César Alierta, ex-presidente da Telefónica, morreu esta quarta-feira aos 78 anos. Os jornais espanhóis falam em complicações respiratórias e já tinham informado que estava em estado crítico num hospital de Saragoça, de onde é natural. César Alierta foi presidente da Telefónica entre 2000 e 2016, altura em que fomentou uma união com a Portugal Telecom no Brasil, que resultou na Vivo, operadora que acabou comprada pelos espanhóis, não sem antes a Telefónica ter apoiado a Sonaecom na OPA à Portugal Telecom. Nesse momento, a ligação de anos ficou comprometida, terminando em 2010 com a venda da Vivo.

Em todos estes momentos, César Alierta era o rosto da Telefónica. Um gestor e empresário — chegou a ser o principal acionista do Real Zaragoza (posição que vendeu em 2022) — que ainda se cruzou com a economia nacional quando a Tabaqueira foi privatizada. César Alierta era já o presidente da Tabacalera quando a empresa espanhola de tabacos se associou a Horácio Roque e Joe Berardo para se candidatarem à venda pública da Tabaqueira — que acabou nas mãos do consórcio do grupo Jorge de Mello e Philip Morris (hoje em dia a única acionista da empresa de tabacos portuguesa).

César Alierta ficaria na Tabacalera entre 1996 e 2000, quando foi para a Telefónica chamado pelo então ministro da Economia espanhol Rodrigo Rato (que também foi diretor geral do FMI e acabou condenado a uma pena de 4 anos e meio de prisão pelo desvio de mais de 12 milhões de euros entre 2003 e 2012 do Caja Madrid e do Bankia e que agora ainda vai responder, em tribunal, por novo caso de alegada corrupção) — Alierta nunca renegou a amizade com Rato e foi dos poucos que o visitou na prisão.

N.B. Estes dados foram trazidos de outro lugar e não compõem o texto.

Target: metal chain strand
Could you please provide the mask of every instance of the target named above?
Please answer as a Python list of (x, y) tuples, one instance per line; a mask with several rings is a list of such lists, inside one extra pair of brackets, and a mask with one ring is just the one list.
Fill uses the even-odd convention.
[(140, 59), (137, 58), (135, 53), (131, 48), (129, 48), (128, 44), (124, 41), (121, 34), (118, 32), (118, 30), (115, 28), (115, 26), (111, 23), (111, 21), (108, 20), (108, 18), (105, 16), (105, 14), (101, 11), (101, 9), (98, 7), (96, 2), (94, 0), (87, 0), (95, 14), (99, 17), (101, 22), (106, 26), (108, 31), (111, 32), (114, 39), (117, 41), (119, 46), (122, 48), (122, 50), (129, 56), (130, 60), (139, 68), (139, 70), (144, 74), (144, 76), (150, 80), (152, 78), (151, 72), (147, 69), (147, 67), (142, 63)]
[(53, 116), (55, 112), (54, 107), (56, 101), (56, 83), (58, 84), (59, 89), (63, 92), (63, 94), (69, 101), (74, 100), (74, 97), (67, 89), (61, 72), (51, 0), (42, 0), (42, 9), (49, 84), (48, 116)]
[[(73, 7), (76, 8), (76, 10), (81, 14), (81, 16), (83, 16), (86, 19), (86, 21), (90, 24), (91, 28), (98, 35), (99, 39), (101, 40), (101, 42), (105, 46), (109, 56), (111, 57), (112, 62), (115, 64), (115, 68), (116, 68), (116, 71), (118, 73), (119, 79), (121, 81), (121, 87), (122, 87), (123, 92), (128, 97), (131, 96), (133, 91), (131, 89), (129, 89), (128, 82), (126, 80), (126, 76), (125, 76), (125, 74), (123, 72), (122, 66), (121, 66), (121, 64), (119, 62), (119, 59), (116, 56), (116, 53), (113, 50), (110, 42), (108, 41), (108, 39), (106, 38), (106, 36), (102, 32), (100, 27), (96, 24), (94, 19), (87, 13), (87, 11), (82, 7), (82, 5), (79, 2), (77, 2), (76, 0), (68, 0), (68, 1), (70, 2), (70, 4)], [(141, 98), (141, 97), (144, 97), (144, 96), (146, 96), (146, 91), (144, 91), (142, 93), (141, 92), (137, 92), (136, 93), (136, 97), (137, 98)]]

Esses anos na Tabacalera ainda valeram a César Alierta uma acusação do regulador de inside trading [abuso de posição privilegiado], mas acabou por escapar à sentença por prescrição do caso e depois dos recursos, ainda que tenha sempre defendido a sua inocência — foi acusado de ter ganhado perto de 2 milhões de euros com ações da Tabacalera que teriam sido compradas, em 1997, através do seu sobrinho Luis Javier Placer, antes do anúncio da compra da norte-americana Havatampa.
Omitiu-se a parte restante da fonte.